Entretanto, no Tanach as coisas sucedem de outra maneira, até mesmo, às vezes, de maneira oposta a estas leis naturais e psicológicas. No Tanach não existe o conceito do “Destino”, essa sentença predeterminada que irá ocasionar os sucessos na vida da pessoa, sem que se conheçam as razões para isso. Ao invés, o Tanach nos mostra outro conceito, que se refere a um fenômeno que existe ainda antes do nascimento da pessoa, e que é a função espiritual que certo personagem possui ainda antes de nascer. O primogênito não nasce traçado num destino de primogenitura. O fato de ter nascido primeiro entre seus irmãos não lhe confere um destino privilegiado em comparação com os demais irmãos.
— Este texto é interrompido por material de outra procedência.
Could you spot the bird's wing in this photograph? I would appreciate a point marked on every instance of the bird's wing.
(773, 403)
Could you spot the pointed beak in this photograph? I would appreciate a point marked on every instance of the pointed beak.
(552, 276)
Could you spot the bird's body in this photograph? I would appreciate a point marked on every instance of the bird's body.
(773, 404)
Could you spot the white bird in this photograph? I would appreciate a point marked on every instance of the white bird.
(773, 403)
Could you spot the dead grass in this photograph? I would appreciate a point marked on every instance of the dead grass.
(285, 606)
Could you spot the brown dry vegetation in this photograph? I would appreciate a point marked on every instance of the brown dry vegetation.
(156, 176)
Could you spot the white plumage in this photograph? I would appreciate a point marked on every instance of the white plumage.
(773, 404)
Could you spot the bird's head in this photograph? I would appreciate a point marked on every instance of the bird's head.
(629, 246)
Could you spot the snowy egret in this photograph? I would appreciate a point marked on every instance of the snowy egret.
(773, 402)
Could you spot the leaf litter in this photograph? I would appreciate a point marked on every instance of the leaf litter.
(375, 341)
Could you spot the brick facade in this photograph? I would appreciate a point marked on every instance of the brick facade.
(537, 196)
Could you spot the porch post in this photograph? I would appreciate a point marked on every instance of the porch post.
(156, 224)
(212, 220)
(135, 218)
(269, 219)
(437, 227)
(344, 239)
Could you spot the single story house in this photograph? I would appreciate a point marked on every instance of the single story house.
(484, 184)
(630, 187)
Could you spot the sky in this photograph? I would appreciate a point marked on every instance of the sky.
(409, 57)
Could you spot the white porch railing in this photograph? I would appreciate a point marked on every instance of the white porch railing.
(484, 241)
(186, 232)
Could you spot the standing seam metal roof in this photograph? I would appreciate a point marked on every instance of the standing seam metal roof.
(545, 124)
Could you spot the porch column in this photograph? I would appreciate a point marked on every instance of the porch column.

A lição que nos quer ensinar o Tanach, quando rechaça o primogênito, nesta parashá como em outras, é que a superioridade de uma pessoa está determinada por suas ações e não pelo momento em que nasce.
Na história da venda da primogenitura temos destacado não apenas o fato de que Yaacov tenha adquirido a primogenitura, senão também, a anulação da primogenitura por Esav. Yaacov representa o ensinamento Divino de que a partir desse momento, o valor de uma pessoa não depende da herança, mas sim, de seu valor pessoal e sua superioridade espiritual.
No mundo pagão existia a crença de que o primogênito era possuidor de uma força Divina relacionada com a fertilidade humana. Os egípcios converteram seus primogênitos em deuses, razão que explica porque D-us os eliminou na última das dez pragas. A Torá anulou a instituição da primogenitura, mantendo para o primogênito apenas um privilégio: receber tudo em dobro.
Esta parashá nos ensina, portanto, sobre a anulação da primogenitura como instituição que proporciona ao filho mais velho uma série de privilégios espirituais. Estes privilégios serão outorgados ao homem, apenas baseando-se em suas boas ações e não no lugar de seu nascimento dentro de sua família.